As expected, postrandomization IOP metrics differed significantly between groups and were lower in the treatment arm. IOP fluctuation was assessed on the level of seconds(OPA), hours (diurnal fluctuation), and multiple visits (long-term fluctuation). Overall, the only type of IOP fluctuation associated with a faster rate of glaucomatous progression was OPA in the placebo arm (-1.23 ±0.46 dB/y for a 1-unit increase).

DISCUSSION

What are some issues with IOP measurements?

In the clinic, a single point-in-time IOP measurement is often used to represent a dynamic ocular vital sign. Factors such as the measurement modality, patient positioning, the time of day, and cardiovascular comorbidities can affect the IOP reading. Although IOP is important to the diagnosis, monitoring, and treatment of patients with glaucoma, how this parameter is measured could be improved. As technology advances to permit more frequent IOP monitoring, understanding how to interpret the additional information becomes crucial.

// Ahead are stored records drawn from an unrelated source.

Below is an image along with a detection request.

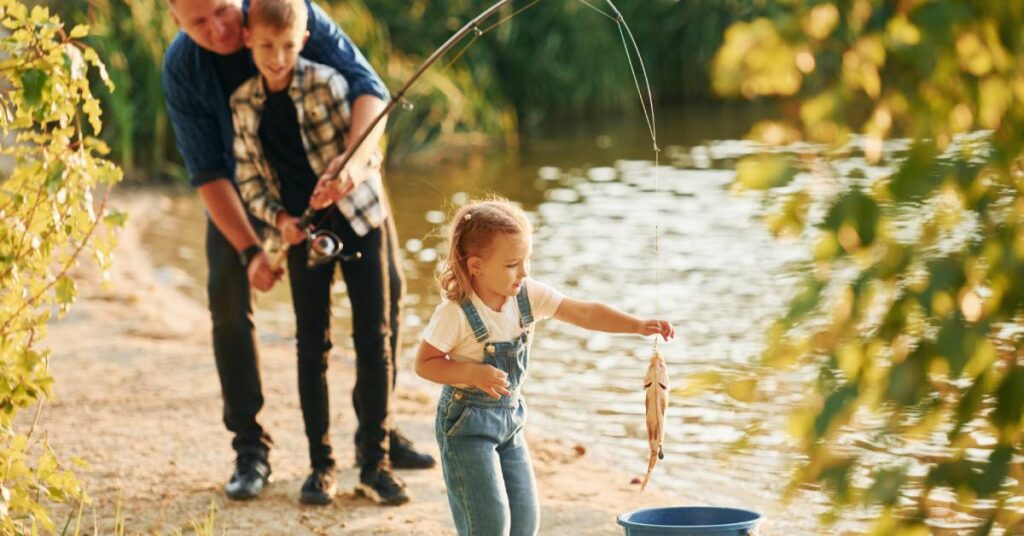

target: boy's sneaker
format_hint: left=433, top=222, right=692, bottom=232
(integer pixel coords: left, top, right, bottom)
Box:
left=355, top=461, right=409, bottom=506
left=224, top=454, right=270, bottom=500
left=299, top=468, right=338, bottom=504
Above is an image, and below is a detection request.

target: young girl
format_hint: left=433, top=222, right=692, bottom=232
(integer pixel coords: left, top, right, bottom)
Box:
left=416, top=200, right=675, bottom=536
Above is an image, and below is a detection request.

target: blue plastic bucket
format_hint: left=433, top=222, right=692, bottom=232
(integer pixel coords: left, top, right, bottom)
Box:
left=618, top=506, right=761, bottom=536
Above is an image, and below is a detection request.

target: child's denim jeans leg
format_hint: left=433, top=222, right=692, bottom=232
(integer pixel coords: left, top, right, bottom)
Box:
left=435, top=397, right=540, bottom=536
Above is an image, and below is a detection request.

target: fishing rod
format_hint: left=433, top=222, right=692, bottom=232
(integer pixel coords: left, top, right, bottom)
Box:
left=273, top=0, right=660, bottom=270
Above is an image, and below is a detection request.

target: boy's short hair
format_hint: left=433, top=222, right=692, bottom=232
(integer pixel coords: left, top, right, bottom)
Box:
left=246, top=0, right=306, bottom=30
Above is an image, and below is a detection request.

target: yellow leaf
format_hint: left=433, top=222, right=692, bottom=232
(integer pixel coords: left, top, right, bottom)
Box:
left=69, top=25, right=89, bottom=39
left=726, top=378, right=758, bottom=404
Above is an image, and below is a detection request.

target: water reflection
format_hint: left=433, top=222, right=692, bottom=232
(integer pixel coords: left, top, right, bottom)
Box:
left=136, top=107, right=991, bottom=534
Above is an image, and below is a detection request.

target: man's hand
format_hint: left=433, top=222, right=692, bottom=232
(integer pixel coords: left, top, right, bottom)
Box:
left=247, top=251, right=285, bottom=292
left=278, top=211, right=306, bottom=246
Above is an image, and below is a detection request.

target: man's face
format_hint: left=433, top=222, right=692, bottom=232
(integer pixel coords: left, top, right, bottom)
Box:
left=171, top=0, right=243, bottom=55
left=243, top=23, right=309, bottom=91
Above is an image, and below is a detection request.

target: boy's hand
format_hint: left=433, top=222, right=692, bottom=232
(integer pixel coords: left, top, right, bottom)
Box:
left=637, top=320, right=676, bottom=340
left=309, top=178, right=355, bottom=210
left=246, top=251, right=285, bottom=292
left=470, top=364, right=512, bottom=399
left=278, top=211, right=306, bottom=246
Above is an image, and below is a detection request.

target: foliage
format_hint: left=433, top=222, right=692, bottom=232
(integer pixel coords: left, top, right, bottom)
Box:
left=714, top=0, right=1024, bottom=534
left=50, top=0, right=183, bottom=178
left=0, top=0, right=124, bottom=534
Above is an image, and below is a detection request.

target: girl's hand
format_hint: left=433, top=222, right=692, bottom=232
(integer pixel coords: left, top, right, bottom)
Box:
left=278, top=211, right=306, bottom=246
left=638, top=320, right=676, bottom=340
left=470, top=364, right=512, bottom=399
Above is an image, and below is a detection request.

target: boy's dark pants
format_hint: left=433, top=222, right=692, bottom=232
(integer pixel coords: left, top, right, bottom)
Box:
left=206, top=219, right=272, bottom=460
left=288, top=210, right=404, bottom=468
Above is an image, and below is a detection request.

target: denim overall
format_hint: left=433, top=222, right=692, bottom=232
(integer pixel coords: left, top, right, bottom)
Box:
left=434, top=285, right=541, bottom=536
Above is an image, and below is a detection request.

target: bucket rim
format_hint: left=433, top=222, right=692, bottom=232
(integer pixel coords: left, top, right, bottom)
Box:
left=615, top=506, right=764, bottom=530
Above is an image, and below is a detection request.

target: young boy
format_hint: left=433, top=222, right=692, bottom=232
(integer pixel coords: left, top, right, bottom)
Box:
left=230, top=0, right=409, bottom=504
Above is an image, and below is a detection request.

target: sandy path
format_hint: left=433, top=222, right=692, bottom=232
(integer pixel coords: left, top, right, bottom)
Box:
left=34, top=193, right=687, bottom=535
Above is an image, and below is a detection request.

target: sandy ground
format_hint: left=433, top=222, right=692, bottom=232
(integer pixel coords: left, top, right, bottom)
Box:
left=34, top=193, right=687, bottom=535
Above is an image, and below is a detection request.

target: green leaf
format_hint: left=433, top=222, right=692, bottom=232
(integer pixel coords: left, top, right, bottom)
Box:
left=991, top=367, right=1024, bottom=435
left=22, top=69, right=49, bottom=107
left=822, top=189, right=882, bottom=252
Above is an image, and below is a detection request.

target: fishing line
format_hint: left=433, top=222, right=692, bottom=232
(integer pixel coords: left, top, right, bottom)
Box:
left=598, top=0, right=662, bottom=354
left=294, top=0, right=660, bottom=293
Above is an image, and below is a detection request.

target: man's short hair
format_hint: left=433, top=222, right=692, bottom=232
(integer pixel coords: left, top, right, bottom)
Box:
left=246, top=0, right=306, bottom=30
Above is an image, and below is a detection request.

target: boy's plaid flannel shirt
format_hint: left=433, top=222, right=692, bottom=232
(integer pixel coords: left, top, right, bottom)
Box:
left=230, top=57, right=388, bottom=236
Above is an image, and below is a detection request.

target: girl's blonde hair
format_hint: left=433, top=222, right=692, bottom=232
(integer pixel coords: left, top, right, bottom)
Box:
left=437, top=197, right=534, bottom=301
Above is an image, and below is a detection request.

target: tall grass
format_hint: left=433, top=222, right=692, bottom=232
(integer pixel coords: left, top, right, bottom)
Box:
left=49, top=0, right=760, bottom=178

Is the OPA worth considering?

The UKGTS defined OPA as the range of the IOP pulse wave contour on Pascal Dynamic Contour tonometry. The idea was that a dynamic view of IOP could assess fluctuation over a short period of time—about the length of the cardiac cycle. Traditionally, IOP fluctuation is thought of on a larger scale. The UKGTS findings, however, suggest that short-term IOP fluctuation may be an important factor in rapid, long-term glaucomatous progression. As the roles of ocular biomechanics and perfusion in glaucoma’s pathogenesis become clearer, the OPA may provide insight into the mechanism of disease progression.